The problem, folks, is that it is Russian gas, not Ukrainian. It's up to Russia to say who it sells it to and to agree terms on which it is sold. Not Ukraine's. Ukraine has a right, under existent contracts, to receive gas it pays for. And it has the right to negotiate its terms for receiving this gas. It also has a right to refuse buying Russian (or anyone else's) gas. But it has no right to demand Russian transit via its territory.

More crucially, however, is the overall change in Gazprom business strategy that underlies the Turkey Stream announcement and other developments in Russian-European gas markets.
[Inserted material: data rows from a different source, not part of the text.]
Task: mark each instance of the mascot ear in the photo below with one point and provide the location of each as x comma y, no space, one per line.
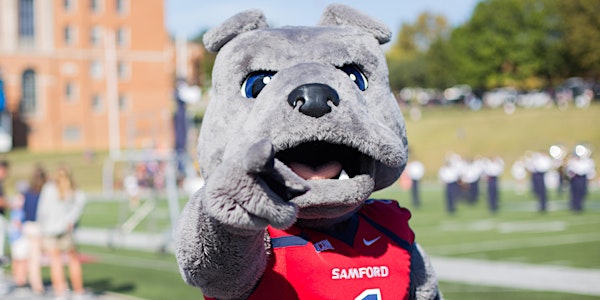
342,15
248,20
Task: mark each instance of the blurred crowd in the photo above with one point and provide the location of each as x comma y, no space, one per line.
573,92
39,223
567,172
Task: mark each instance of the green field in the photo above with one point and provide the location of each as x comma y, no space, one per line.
518,233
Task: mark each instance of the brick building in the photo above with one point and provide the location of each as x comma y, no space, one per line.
87,74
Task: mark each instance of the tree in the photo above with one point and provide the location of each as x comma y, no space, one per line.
407,57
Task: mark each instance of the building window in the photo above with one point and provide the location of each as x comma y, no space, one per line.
68,5
123,70
28,92
72,133
97,104
69,35
96,69
124,102
122,37
70,93
95,6
26,19
95,36
122,6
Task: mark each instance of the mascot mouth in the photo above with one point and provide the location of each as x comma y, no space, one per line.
322,160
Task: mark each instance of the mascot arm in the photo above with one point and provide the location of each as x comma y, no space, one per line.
221,233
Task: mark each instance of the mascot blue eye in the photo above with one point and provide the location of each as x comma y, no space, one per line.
357,76
255,82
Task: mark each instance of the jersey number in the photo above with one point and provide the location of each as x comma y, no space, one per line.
370,294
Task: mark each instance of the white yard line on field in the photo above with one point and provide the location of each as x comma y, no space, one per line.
518,275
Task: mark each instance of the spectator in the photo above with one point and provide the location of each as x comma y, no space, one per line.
60,208
4,165
18,243
415,170
31,228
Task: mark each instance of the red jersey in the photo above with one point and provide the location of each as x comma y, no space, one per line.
371,261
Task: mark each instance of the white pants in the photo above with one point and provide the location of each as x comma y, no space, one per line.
2,234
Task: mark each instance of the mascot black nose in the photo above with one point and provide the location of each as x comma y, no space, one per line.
314,99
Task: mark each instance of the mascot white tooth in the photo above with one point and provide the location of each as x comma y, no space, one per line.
302,128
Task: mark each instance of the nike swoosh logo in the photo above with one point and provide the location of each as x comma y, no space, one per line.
370,242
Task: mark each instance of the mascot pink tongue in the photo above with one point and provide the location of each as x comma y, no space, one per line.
326,171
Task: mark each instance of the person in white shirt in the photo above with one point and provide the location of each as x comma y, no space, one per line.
580,169
539,164
60,207
449,175
415,170
493,168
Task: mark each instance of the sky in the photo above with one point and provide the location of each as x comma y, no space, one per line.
187,18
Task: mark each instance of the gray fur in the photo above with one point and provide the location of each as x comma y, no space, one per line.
220,242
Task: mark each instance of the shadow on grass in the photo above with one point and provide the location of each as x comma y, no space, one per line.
100,286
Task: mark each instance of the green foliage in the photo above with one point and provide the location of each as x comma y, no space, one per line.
409,65
527,44
207,63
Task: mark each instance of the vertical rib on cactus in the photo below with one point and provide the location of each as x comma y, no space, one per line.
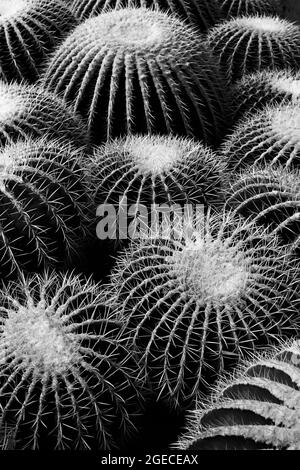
66,380
29,111
44,206
141,71
256,409
251,44
200,13
269,136
195,304
29,31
Again, as Oxford paper states, "All of this is consistent with the announcement by Alexey Miller that the company is abandoning its long held strategy of direct sales to European end-users: “The principle of our strategy in relation to the European market is changing. The decision on stopping South Stream is the beginning of an end to our operation model of the market within which we oriented ourselves towards supplying [gas] to the end consumer… But you can’t win love by force. If the buyer doesn’t want the purchase to be delivered home, well then perhaps he needs to get dressed and go to the store, and if it happens in winter, get dressed warmer. Well he could also take some package… which can well be the Third Energy Package, but what counts most is that it should not be empty. In our case the store is certainly the delivery point on the Turkish-Greek border.”"

In other words, if a grocery store is not allowed to deliver directly to consumers' homes, consumers will have to go to the grocery store, where it is located.
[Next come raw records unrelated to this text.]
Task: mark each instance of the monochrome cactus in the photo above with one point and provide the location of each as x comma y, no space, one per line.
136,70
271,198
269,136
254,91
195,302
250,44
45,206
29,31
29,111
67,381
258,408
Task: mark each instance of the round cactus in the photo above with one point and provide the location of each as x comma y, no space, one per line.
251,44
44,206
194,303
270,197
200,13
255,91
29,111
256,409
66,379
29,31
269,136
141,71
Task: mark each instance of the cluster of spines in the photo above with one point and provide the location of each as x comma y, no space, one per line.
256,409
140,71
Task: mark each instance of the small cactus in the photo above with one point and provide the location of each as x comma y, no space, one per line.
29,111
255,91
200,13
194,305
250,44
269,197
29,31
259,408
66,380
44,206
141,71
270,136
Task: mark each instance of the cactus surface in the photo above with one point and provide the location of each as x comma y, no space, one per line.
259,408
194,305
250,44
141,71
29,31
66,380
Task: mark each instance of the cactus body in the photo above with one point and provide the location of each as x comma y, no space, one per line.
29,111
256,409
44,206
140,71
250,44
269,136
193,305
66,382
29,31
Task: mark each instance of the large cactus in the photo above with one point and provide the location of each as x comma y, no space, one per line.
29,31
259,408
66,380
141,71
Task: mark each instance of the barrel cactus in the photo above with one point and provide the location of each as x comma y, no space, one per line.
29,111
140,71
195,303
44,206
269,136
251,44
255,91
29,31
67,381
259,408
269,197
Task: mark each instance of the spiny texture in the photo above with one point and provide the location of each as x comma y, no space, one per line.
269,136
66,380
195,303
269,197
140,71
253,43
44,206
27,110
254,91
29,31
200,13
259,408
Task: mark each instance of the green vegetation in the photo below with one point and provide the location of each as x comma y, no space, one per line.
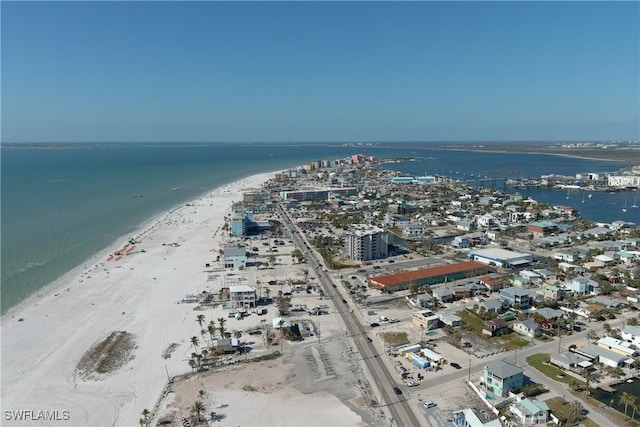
569,412
166,354
472,320
395,338
538,362
270,356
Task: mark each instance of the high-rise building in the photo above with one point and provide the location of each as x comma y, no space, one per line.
367,242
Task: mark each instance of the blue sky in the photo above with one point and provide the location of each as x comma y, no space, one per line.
337,71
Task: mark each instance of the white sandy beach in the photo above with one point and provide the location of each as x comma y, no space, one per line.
137,294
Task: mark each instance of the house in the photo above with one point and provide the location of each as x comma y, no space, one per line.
603,355
469,418
572,361
548,313
631,334
501,377
242,296
590,311
491,281
226,345
530,411
516,297
491,305
495,327
234,254
426,320
618,346
450,319
443,294
542,228
582,286
528,328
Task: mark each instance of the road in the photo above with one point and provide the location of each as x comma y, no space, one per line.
555,387
397,405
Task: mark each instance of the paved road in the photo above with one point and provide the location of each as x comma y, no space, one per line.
398,405
555,387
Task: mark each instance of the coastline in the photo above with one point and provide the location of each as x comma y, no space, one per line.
574,156
137,294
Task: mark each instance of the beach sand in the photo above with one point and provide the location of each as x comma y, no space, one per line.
139,294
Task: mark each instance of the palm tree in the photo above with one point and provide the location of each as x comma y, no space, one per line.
195,343
588,377
211,328
200,319
281,324
626,399
221,322
197,408
635,405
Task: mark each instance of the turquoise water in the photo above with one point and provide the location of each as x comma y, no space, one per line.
62,205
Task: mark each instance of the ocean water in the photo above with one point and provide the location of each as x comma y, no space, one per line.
62,205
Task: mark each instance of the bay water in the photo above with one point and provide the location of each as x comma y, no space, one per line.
61,204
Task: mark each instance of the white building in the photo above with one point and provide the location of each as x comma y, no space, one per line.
242,296
624,181
366,242
500,257
530,411
631,334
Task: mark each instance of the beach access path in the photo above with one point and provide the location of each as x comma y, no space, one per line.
44,338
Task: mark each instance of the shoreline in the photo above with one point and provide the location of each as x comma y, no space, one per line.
575,156
137,294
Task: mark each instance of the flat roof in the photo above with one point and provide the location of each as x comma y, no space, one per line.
408,276
499,254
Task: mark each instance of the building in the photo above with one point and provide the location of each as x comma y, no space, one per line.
631,334
603,355
242,296
495,327
530,411
468,418
624,181
571,361
582,286
317,193
618,346
366,242
428,276
426,320
528,328
234,254
516,297
500,257
542,228
501,377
Per Oxford analysis: "This firmly closes the door on any possibility of a `strategic partnership’ between Russia and Europe on gas, and places the trade at the level of a `commercial partnership’ i.e. if Russia has gas to sell and Europe wants to buy then trade will take place, but there will be no deeper economic or political commitment to facilitate trade." Question is, is Europe Europe ready to engage in commerce instead of political 'partnership' games that are designed to assure a 'revenue cut' for the Ukraine? Time will tell…
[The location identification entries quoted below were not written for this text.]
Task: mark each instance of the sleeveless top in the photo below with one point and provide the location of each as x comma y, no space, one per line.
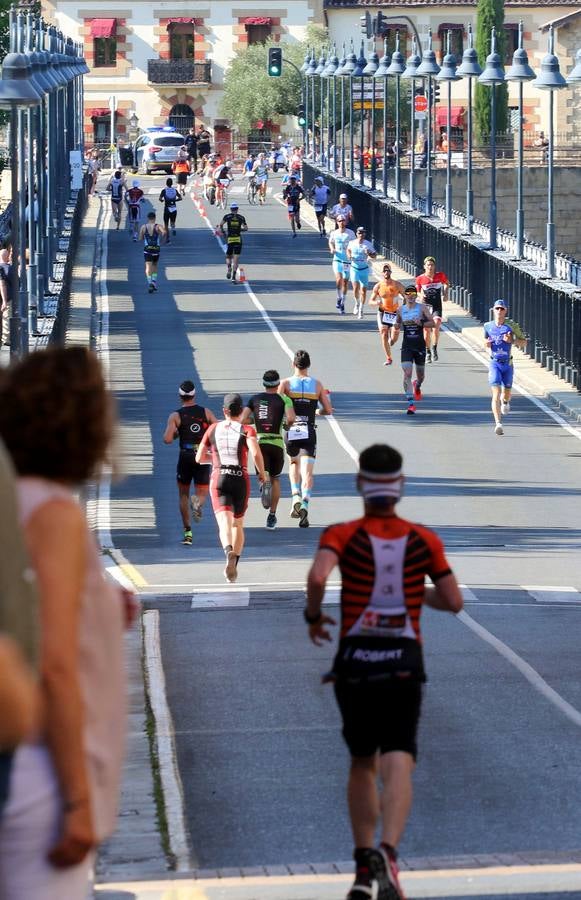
101,665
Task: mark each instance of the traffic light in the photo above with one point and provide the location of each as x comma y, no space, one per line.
274,61
366,25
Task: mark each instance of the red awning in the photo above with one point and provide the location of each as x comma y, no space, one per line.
103,27
257,20
456,118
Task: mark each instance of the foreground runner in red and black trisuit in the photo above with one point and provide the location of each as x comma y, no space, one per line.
378,671
229,442
189,423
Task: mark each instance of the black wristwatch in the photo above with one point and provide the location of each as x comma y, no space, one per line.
312,620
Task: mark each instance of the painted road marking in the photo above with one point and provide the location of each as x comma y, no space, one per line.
505,880
531,675
164,737
545,594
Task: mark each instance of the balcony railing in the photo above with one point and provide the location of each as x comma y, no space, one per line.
178,71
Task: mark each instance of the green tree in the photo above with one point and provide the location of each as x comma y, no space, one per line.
250,94
489,15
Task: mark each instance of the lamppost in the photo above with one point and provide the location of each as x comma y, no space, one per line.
428,68
358,73
519,72
447,75
550,79
396,69
17,92
369,71
469,68
493,74
347,72
382,73
410,74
Is "an ironic result of the 2014 crisis - a much more logical commercial strategy for Russian gas exports?" ask the Oxford analysts. And their answer (and I agree with it) is 'Yes'. "US and EU sanctions, limiting the availability of finance for Russian energy companies and threatening the possibility of an embargo on LNG technology, have accelerated both a move into the Asian market by Russian companies and a shift away from Russian LNG to pipeline gas projects. ...Abandoning South Stream, which looked very complicated from a regulatory point of view, in favour of direct undersea pipelines to Turkey, prioritises Gazprom’s second biggest market, and its only European market with major expansion possibilities over the next decade. Refocussing on pipeline gas – where Gazprom has decades of experience, compared with LNG where it has very little - looks like an entirely sensible strategic move."

Do note the LNG threat. If Russia was allowed to develop LNG capabilities, it could have serviced some of the European markets (e.g. Italy) via LNG supplies. By threatening this capacity, the US and EU are de facto forcing Russia to push gas via pipelines. Coupled with the EU opposition to South Stream, it means that the US and EU were forcing Russia straight into the monopoly hands of Ukraine as transit route. Does this make any sense? No. Instead of diversifying supply routes, it retains them at the point of highly volatile geopolitics and domestic Ukrainian politics. Why, someone should ask, would EU want this outcome?

"…an irony of the post-Ukrainian crisis period may be that a combination of western sanctions, EU regulation and the breakdown in EU-Russia relations, may have pushed Russia and Gazprom into a much more logical commercial strategy for gas exports." And delivered to China long term strategic partnership-based access to gas and oil from Russia.  Congratulations, Brussels.